Tidak bisa dipungkiri bahwa beliau sudah lama ada di dunia ganda campuran kita. Tidak sedikit prestasi yang beliau torehkan bagi Indonesia. Terlepas dari suramnya hasil yang diraih ganda campuran kita akhir-akhir ini, saya tetap ingin memberikan apresiasi saya kepada beliau yang sudah mengorbankan banyak hal demi bulutangkis Indonesia. Saya tidak bisa menghentikan perasaan saya untuk sependapat dengan teman-teman disini bahwa melihat hasil ganda campuran kita yang suram akhir-akhir ini saya rasa ada baiknya memang ada semacam pergantian suasana di sektor ganda campuran bulutangkis kita. Siapa tahu dengan pergantian suasana ini bisa menciptakan atmosfer baru yang lebih segar yang membuat sektor ganda campuran bisa lebih bersemangat dan menggeliat lagi seperti dulu. Tidak hanya dari sisi pelatih saja, namun juga dari sisi pemain.

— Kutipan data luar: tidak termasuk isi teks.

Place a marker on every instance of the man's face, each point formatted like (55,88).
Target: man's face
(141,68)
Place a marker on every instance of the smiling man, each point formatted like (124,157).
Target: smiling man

Sejak dulu saya sudah pernah katakan bahwa secara materi, sektor ganda campuran ini sangat berlimpah dengan talenta-talenta luar biasa yang pernah menjuarai event-event internasional baik itu saat masih junior ataupun saat naik kelas ke senior dengan berbagai level kejuaraan. Namun entah kenapa sekarang mereka seperti melempem. Setelah sekian lama dengan pasangan yang sama mereka masih berkutat di posisi yang itu-itu saja, sementara rekan-rekan seangkatan mereka dari negara lain sudah mulai maju dan melesat meninggalkan mereka yang masih saja jalan di tempat.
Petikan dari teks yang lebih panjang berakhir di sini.